The Gram-negative bacterium Neisseria meningitidis is a commensal that can survive in the nasopharynx but may enter the bloodstream through invasion of the nasopharyngeal epithelia, resulting in diseases, including meningococcal meningitis and meningococcaemia [Reference Hill1]. It is generally considered that meningococci do not survive outside of the host; thus, the most accepted route of transmission is via upper respiratory tract secretions and coughing and sneezing. Our work suggests additional potential for environmental transmission from fomite surfaces [Reference Swain2], such as some other bacterial and viral pathogens [Reference Wißmann3, Reference Katzenberger, Rosel and Vonberg4]. Here, we have extended our previous study of persistence of N. meningitidis on fomites and of differences in survival depending on isolate and environmental conditions.

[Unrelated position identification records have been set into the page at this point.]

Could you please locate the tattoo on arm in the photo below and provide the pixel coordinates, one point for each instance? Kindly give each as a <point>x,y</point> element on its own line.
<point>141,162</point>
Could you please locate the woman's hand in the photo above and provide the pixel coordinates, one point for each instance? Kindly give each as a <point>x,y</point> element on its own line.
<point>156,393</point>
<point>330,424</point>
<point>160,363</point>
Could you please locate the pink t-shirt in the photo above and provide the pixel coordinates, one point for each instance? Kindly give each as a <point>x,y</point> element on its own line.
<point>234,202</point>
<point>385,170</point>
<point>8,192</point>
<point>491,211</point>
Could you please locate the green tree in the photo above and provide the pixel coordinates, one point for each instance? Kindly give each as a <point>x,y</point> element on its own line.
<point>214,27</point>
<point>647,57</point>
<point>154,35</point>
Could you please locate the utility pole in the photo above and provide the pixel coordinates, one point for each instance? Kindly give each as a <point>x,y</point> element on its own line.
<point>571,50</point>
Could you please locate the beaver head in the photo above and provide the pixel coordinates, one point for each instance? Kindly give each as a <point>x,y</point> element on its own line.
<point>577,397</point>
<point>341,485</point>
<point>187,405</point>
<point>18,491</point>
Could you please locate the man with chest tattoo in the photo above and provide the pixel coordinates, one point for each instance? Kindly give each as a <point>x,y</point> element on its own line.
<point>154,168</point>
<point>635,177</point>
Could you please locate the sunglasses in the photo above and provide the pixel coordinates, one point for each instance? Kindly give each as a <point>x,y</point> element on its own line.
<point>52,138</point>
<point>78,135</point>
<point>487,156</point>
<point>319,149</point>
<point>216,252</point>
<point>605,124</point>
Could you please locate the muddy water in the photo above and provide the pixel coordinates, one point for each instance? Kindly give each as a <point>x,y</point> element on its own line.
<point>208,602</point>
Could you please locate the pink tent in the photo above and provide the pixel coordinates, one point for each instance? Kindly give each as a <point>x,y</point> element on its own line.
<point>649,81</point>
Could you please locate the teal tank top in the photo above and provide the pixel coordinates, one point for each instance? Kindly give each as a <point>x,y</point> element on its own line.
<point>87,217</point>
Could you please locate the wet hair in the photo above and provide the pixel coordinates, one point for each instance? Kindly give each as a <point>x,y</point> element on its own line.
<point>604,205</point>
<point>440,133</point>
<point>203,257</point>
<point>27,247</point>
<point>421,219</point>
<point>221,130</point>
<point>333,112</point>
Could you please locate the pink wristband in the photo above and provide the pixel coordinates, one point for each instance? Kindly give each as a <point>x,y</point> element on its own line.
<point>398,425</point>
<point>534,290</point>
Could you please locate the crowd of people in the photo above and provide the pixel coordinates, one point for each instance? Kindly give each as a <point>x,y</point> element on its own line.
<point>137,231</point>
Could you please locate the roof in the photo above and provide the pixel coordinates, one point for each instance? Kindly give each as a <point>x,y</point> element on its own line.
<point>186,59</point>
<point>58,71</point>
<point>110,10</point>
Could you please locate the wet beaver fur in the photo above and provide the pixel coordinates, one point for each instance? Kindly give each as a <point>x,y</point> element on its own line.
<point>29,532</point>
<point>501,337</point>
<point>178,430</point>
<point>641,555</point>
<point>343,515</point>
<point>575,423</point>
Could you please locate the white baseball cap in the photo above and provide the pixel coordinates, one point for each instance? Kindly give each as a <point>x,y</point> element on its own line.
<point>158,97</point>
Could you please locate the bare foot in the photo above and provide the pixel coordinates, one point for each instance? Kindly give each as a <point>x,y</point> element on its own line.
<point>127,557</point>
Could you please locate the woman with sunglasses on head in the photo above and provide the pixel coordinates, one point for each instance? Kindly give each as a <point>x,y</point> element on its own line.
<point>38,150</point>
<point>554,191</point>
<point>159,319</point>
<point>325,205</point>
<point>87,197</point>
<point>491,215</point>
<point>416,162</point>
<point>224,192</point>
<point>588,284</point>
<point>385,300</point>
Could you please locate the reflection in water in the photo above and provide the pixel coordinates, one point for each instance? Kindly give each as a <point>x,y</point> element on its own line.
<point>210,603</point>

Relatively little is known about how the cytoplasmic and cell wall components of bacteria contribute to persistence and transmission from surfaces. The protein-rich outer membrane of N. meningitidis includes porins that are involved in ion transport and differ among strains, as well as fibrous pili and transmembrane opacity proteins that are implicated in the cellular interactions and pathogenesis of the bacterium [Reference Hill1]. The outer and inner membranes of the cell wall sandwich a periplasmic space that includes peptidoglycan. An external polysaccharide capsule is a virulence factor that may enhance resistance to desiccation. More generally, it is known that there is substantial protein and metabolic variation among meningococcal strains, including marked differences between invasive and carriage lineages [Reference Schoen5].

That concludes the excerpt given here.